Non basta: le irroratrici che spargono pesticidi e antiparassitari, e che dovrebbero mantenersi a una distanza di almeno venti metri da strade e case –aumentati a trenta in primavera– spesso non osservano le distanze minime previste per legge, e i pesticidi vengono sparsi ovunque, non solo in prossimità delle abitazioni, ma anche vicino a scuole e asili.

D’altro canto, è  comunque innegabile che vigne e Prosecco abbiano comunque portato benessere e agiatezza nello zone di produzione: secondo Report, nel solo 2015, 15.000 aziende venete e 527 cantine hanno prodotto 438.698.000 bottiglie di Prosecco, per un fatturato complessivo  di 2 miliardi e 100 milioni di euro.

Un business più che profittevole per un vino il cui prezzo può arrivare anche a venti euro a bottiglia, ma che per contro si può anche acquistare online anche a meno di due euro.

Eppure i problemi legati all’uso massiccio dei pesticidi non sono gli unici ad affliggere il Prosecco: la faccenda potrebbe spostarsi anche sul piano legale.

E’ infatti grazie al toponimo del piccolo paese di Prosecco sul Carso, in provincia di Trieste, che dal 2009 nessun produttore, al di fuori di quelli locali, può apporre sul proprio vino il prestigioso nome, in virtù del divieto che il governatore del Veneto, Luca Zaia, ha strappato all’UE.

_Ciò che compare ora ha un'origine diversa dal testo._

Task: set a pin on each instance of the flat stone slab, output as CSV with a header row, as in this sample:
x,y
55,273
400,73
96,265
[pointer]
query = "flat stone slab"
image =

Con l’operazione “Prosecco Doc”, infatti, si è creata, accanto al classico Prosecco inteso come spumante, la denominazione di Prosecco di Conegliano Valdobbiadene, riferita alla produzione di Prosecco non solo del Friuli e della provincia di Treviso, ma anche di altre province venete, dove la produzione del famoso vino era del tutto inesistente, non essendo presenti vigneti di Prosecco, o meglio di “Glera”, come cioè si decise di denominare la nuova uva da vino Prosecco.

In questo modo, utilizzando l’appiglio territoriale triestino, si è tutelato il vino dalle imitazioni, impedendo che altri produttori nel mondo piantassero vitigni di Prosecco e ne utilizzassero il nome per denominare il loro prodotto.

Peccato però che gli abitanti di Prosecco, a cui era stata riconosciuta una percentuale dell’1% sul totale dei guadagni derivanti dalla vendita del diffusissimo vino, a oggi non sia stato versato dai cugini veneti nemmeno un centesimo della quota loro spettante, da calcolarsi sulla ragguardevole cifra dei due miliardi di euro di Prosecco venduti.

Cosa che avrebbe portato gli abitanti di Prosecco a minacciare di riprendersi il prestigioso nome, facendo così sfumare diritti di esclusiva e relativi guadagni.

Una conclusione che non sarebbe utile a nessuno.